1926

I’ll always remember that it was a Tuesday night when it happened.

I came in from my dreary job at the office and threw my case down on the settee and huffily asked my wife where the dinner was and why it was not on the table for me coming home. She angrily retorted that she had had a busy day and that she had lots to do just to keep the place running, and that I never lifted a finger anyway to help out. I shouted back at her that my job was to keep her in the cash that kept our home running and that this was far more difficult than merely doing domestic chores. She threw a water glass off the wall and howled at me that I ought to try it some time to see just easy it was to do housework all day, every day. I threw my jacket at her and said that my mother was right and that she was just a lazy bitch who was useful for nothing. It made her cry. We stopped shouting because we had just crossed a divide we had never been near before.

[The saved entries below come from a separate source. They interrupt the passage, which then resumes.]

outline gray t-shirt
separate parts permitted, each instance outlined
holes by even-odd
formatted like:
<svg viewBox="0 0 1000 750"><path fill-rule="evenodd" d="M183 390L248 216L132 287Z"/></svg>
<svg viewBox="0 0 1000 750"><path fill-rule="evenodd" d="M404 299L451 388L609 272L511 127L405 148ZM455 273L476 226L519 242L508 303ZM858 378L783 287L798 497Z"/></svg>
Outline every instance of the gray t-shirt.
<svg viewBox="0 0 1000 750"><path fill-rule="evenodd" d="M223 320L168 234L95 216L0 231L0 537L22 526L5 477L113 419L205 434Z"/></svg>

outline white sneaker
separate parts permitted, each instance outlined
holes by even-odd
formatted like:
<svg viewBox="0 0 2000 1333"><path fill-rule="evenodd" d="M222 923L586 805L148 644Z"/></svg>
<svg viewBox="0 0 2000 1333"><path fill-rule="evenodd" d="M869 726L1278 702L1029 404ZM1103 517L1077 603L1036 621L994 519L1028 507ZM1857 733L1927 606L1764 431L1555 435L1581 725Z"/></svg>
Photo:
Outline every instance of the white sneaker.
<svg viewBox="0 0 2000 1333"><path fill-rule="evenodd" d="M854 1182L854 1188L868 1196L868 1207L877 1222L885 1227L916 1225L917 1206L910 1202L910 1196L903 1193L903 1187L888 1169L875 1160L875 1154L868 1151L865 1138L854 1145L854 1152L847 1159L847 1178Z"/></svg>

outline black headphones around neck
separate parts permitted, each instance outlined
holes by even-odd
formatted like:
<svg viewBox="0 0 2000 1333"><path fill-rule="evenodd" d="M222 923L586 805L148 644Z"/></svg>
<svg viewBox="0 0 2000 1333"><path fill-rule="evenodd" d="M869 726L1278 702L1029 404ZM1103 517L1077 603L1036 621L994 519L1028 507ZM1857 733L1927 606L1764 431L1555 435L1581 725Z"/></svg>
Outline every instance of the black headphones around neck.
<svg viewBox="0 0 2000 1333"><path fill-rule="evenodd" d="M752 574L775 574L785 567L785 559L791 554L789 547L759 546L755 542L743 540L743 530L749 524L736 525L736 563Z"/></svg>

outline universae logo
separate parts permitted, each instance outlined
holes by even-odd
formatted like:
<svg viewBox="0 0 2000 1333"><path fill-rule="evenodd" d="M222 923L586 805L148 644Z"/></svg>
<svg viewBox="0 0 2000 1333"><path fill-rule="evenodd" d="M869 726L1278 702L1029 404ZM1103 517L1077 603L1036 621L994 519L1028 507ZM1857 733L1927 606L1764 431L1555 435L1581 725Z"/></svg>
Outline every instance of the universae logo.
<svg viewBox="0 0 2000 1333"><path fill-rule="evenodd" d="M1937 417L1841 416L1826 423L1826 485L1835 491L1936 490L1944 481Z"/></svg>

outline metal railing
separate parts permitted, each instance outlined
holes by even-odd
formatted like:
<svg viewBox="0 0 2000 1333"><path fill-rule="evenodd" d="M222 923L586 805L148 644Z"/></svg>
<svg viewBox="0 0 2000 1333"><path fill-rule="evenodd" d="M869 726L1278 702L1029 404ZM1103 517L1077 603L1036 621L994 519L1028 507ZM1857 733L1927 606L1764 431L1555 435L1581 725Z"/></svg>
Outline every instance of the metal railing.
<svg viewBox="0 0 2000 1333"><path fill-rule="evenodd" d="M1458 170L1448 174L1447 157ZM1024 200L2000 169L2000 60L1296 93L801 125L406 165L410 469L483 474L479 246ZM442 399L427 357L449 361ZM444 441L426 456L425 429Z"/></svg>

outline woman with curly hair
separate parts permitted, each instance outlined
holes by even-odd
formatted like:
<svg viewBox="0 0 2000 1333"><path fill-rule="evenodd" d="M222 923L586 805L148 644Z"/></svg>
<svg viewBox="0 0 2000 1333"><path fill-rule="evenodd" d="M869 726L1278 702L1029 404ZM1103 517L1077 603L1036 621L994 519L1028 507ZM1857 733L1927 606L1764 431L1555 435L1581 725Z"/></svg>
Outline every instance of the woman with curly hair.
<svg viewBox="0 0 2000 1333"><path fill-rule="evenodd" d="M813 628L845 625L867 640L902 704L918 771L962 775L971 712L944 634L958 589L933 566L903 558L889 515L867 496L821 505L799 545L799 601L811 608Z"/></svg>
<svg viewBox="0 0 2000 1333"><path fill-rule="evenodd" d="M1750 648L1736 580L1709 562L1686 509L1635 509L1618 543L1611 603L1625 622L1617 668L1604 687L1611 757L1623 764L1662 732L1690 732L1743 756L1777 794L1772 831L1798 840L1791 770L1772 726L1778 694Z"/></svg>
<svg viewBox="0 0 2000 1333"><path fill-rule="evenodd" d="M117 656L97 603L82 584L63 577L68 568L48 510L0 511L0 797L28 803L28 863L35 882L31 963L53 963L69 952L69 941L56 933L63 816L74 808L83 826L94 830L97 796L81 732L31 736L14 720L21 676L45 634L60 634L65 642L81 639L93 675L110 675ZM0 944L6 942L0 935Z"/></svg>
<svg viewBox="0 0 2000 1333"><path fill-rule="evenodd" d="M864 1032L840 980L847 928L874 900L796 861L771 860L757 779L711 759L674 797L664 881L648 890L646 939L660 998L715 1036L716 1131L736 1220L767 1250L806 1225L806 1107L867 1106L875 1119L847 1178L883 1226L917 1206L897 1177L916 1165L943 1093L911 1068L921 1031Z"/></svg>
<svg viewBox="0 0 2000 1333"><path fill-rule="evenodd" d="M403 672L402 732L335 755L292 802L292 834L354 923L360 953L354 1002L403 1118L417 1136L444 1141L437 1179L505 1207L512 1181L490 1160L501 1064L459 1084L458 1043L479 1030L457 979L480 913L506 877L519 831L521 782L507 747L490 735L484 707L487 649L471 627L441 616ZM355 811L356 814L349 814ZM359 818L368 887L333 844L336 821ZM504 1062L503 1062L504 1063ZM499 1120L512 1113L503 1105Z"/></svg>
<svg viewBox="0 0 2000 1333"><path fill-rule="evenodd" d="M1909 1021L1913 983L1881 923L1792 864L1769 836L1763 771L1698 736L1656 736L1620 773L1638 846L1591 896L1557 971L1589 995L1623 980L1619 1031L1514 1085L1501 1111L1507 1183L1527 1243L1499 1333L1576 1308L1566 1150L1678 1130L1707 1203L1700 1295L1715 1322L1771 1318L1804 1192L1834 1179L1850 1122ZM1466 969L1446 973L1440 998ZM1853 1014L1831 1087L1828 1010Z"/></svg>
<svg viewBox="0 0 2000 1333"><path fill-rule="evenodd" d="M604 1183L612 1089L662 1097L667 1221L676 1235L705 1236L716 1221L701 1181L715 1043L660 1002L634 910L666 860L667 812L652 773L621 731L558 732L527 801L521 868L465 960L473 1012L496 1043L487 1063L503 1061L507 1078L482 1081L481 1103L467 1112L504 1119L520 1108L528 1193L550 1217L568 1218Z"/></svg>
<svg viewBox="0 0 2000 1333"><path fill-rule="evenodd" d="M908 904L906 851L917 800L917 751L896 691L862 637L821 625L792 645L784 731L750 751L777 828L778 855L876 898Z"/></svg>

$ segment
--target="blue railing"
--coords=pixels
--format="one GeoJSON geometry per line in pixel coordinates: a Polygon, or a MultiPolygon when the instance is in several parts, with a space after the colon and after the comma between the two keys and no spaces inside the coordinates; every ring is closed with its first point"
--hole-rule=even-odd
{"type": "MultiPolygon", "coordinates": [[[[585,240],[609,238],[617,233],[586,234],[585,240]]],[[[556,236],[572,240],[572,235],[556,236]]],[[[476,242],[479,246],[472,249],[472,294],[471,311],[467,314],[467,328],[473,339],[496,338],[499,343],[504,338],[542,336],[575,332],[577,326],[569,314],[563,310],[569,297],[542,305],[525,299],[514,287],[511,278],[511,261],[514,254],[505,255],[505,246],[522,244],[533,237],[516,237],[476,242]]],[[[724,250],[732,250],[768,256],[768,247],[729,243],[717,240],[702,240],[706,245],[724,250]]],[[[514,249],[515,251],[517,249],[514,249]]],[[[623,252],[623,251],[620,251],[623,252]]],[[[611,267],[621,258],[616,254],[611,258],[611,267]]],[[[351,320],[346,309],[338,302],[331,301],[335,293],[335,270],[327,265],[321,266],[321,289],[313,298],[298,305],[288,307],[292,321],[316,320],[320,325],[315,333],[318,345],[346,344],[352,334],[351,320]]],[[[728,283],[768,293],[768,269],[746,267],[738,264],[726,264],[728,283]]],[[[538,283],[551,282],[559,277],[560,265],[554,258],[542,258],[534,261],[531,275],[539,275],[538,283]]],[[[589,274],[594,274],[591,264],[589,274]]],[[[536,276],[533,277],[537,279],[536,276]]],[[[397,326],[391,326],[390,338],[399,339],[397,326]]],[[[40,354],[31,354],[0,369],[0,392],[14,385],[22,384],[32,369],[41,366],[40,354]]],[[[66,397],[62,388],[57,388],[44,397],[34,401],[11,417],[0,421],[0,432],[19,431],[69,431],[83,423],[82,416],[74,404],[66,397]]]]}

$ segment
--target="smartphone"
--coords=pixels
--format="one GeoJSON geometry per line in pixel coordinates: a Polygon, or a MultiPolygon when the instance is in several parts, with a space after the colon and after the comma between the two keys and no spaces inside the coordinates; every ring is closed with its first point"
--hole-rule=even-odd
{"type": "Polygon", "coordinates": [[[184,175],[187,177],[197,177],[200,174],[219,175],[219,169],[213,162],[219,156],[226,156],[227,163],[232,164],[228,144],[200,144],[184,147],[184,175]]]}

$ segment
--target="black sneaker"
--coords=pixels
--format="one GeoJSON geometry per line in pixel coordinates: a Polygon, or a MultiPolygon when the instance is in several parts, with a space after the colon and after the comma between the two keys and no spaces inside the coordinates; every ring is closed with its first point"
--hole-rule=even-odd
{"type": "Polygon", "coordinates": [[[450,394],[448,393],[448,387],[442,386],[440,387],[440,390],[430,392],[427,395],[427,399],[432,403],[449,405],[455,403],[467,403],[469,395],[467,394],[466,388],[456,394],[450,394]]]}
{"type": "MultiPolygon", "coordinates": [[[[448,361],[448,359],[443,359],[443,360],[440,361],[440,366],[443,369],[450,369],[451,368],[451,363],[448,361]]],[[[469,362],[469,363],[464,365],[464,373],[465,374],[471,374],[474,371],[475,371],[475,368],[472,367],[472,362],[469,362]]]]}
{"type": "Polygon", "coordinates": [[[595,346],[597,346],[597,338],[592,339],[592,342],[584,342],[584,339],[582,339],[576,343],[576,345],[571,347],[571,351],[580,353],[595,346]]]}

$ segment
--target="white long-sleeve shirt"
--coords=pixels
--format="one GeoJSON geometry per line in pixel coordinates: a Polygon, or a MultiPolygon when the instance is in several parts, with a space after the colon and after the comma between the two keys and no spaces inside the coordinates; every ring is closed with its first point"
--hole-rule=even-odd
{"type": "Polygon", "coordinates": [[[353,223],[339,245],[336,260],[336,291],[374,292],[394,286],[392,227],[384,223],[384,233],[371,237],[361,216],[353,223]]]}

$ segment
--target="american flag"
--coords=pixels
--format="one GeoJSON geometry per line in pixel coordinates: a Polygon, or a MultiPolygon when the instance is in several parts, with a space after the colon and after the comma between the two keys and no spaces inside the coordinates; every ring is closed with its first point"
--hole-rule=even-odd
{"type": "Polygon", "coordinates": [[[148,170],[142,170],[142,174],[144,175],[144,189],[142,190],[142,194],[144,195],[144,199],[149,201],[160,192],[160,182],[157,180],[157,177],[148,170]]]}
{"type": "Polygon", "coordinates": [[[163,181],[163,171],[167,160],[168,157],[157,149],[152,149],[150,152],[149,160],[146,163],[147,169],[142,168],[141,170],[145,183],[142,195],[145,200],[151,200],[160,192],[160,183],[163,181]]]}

We looked at each other and realised that neither of us meant one solitary word of what we were saying at all and that there was no foundation whatsoever in our argument. I didn’t really want my food on the table when I walked in and she didn’t think me domestically useless. I was twenty and she was nineteen. We had left our parents’ homes to marry and live together and had been living in that little flat since the wedding day six weeks ago. There was no argument, but we made one happen because we thought that was the way married people acted together. Having only our parents’ examples to go on we knew no better and, like the children we were, were playing a game that we thought we were acting out with sincerity. We were not. We just didn’t know how to behave.

I dried her eyes and kissed her. We made cups of tea and played piano music on the record player. We made plans and rules for ourselves. We’d holiday together once a year. We’d always kiss when we parted and hug when we met up. We’d never quarrel without making up before we go to bed. We’d hold hands in public and do everything we could together. We’d tell each other that we loved one another once a day. We’d cook together. We’d make special time for one another. We’d grow up and grow old together and never split up. We’d buy a house by the sea and we would be happy. We didn’t want children. We only needed each other.

We stayed together for the rest of our lives. We never quarreled again and we were always happy. We forgot the examples set to us and set better ones for others to follow.